Now, let's say you take this a step further and determine, based on the offset within the image where the email address was located, that the file that it is located in is an email.  Now, this provides you with a bit more context, but if you really think about it, you're not done yet...how is the email-address-of-interest used in the file?  Is it in the To:, CC:, or From: fields?  Is it in the body of the message?  Again, where that data is within the structure in which it's stored can significantly impact your analysis, and your intel.

Consider how your examination might be impacted if the email address were found in unallocated space or within the pagefile, as opposed to within an email.

6 comments:

Pete Cap said...

I definitely agree. First of all, at its most basic, any kind of "analysis" involves extracting significant chunks of "evidence" from raw data. This is true regardless of subject matter (traffic or protocol analysis, reversing malware, doing forensics on a drive, etc.)--there is a whole needle/haystack, chaff/wheat challenge going on. Context (relationship with other data points in some kind of schema) is what you need to turn a data point into a piece of evidence.

In my experience, the most frequently-used analyst tools for establishing that context are things like timelines, concept/mind maps, process flows, and relationship maps. Any "analyst" should be able to create these without the use of special software.

Unfortunately, I would say that the vast majority of "analysis" done in our field is incomplete because it does NOT have context and because the analyst does NOT use those tools to tell the story. How often do you see long technical reports that ultimately only resemble a list of dry facts devoid of context or meaning? Such information is valuable but only insofar as it can be used as fodder for additional analysis! The job's not done at that point.

Keydet89 said...

Pete,

I see what you are saying, but what I was trying to convey was something along the lines of when you do extract that chuck of "evidence" from the raw data, if you know how that information was used within the "raw data", you already have some context. I tried to communicate this in the Registry example.

Thanks for your comments.

Anonymous said...

I know this may be blasphemy, but I've always had an issue with the way programs like log2timeline extract date/times from a case and don't allow you to review them in context. So much so that I've written and posted my own EnScript to GSI which allows you see 'super time line' dates as bookmarks. I know it only works under EnCase (v6) and so may not appeal to all ;)

Still (and probably always will be a work in progress), but I find this really helps to see related artefacts that you would have missed if reviewed in Excel.

Hope it helps,
James

Keydet89 said...

James,

Could you elaborate a bit on what you mean? I mean, log2timeline is open source...you can dig into it and find out what it is you want to know.

I guess I'm a little unclear as to what you mean by, "...extract date/times from a case and don't allow you to review them in context."

Thanks.

Anonymous said...

Sorry Harlan, what I was trying to say is that in programs like log2timeline that extract out the date/time info and related meta-data into files that are later analysed in programs such as Excel, you can see the data surrounding the date/time hit and that this can be of great help.

I have found it extremely helpful during investigations (PCI and LE) to be able to see my timeline of various events generated in EnCase AND be able to reference the hex around the hit to look for other related artefacts (I'll send you a screen cap).
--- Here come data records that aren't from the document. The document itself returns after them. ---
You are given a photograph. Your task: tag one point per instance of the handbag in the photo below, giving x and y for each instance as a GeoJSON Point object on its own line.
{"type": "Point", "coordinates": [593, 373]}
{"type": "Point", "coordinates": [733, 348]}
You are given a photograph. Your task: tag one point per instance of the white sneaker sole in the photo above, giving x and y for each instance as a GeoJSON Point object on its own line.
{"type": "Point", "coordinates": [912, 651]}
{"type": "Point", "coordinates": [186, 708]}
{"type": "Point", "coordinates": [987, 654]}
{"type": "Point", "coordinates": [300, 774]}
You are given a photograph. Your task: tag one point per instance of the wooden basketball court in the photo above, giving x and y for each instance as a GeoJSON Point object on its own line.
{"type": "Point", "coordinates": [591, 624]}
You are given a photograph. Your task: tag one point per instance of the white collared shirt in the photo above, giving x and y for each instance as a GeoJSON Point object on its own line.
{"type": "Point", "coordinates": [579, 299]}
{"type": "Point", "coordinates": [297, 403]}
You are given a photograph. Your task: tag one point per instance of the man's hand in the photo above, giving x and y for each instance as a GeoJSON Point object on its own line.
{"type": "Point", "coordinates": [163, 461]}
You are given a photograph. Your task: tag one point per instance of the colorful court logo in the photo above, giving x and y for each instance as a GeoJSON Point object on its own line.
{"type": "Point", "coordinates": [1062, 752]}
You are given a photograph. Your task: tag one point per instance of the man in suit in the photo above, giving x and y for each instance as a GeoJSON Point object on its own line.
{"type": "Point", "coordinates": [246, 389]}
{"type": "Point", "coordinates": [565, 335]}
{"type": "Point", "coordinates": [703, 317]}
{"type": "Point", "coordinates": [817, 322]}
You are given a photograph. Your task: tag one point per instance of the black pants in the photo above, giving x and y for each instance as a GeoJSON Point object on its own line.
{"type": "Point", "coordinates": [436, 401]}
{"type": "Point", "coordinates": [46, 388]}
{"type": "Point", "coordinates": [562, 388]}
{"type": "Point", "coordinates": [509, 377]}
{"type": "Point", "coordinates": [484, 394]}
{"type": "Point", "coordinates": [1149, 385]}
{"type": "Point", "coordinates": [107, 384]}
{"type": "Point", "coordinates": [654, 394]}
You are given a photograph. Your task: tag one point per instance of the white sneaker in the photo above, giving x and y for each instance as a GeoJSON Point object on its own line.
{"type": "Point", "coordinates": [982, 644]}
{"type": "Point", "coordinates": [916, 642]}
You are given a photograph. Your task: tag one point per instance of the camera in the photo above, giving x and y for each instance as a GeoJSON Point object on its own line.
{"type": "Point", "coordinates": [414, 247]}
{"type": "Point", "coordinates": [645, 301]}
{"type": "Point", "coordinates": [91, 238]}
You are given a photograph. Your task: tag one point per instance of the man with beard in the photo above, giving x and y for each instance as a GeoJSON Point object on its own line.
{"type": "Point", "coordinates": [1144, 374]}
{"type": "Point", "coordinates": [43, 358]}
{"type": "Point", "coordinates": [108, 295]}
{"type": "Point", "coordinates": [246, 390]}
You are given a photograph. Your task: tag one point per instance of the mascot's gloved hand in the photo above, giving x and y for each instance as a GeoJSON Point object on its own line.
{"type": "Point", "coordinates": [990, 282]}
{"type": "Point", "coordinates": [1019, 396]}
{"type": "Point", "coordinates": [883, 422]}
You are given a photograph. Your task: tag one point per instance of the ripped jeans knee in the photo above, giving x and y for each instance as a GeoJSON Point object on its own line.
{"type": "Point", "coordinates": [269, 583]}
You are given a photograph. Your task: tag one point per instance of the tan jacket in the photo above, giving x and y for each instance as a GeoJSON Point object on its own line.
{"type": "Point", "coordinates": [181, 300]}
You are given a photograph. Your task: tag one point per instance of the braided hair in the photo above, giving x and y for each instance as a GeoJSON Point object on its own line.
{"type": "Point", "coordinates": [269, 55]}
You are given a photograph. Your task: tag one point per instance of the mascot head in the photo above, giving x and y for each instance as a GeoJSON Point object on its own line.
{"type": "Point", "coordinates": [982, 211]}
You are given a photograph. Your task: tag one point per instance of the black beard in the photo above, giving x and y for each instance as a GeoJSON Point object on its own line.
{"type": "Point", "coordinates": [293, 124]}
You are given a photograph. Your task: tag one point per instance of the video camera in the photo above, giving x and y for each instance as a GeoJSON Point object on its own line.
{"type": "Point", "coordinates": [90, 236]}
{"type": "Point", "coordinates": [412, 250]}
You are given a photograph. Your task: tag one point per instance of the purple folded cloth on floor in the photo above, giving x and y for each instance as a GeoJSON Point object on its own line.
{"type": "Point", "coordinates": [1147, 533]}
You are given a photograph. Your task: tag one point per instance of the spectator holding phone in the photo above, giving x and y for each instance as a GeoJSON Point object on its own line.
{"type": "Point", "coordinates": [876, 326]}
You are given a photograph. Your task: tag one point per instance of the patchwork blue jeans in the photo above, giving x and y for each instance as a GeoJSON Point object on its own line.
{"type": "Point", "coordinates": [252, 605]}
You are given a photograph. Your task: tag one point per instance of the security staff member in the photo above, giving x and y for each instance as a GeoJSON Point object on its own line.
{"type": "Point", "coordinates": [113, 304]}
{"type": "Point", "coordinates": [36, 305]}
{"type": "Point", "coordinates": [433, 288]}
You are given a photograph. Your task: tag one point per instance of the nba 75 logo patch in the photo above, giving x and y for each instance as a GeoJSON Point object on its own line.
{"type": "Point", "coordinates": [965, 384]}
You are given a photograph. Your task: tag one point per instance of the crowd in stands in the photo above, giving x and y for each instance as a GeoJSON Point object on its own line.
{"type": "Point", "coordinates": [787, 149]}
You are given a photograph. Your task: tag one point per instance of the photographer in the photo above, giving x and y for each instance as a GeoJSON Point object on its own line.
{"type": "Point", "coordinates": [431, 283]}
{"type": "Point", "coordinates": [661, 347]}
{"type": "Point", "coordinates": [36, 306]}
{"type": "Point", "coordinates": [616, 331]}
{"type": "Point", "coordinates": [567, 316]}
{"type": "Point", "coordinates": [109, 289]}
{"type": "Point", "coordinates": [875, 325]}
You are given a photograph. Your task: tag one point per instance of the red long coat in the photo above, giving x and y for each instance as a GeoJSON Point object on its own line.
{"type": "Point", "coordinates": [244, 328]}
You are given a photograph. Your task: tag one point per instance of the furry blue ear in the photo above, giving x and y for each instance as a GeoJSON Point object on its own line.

Don't get me wrong, I think log2timeline is a great tool but I think its missing a trick by not being able to see the hit in context.

Regards,
James

Anonymous said...

I was watching "Through the Wormhole" a while ago and thought it was interesting how spacetime is related to timeline analysis. In the past, analysts view of space has been limited to the filesystem. Now we've discovered another dimension of space and are branching out to include other data sources.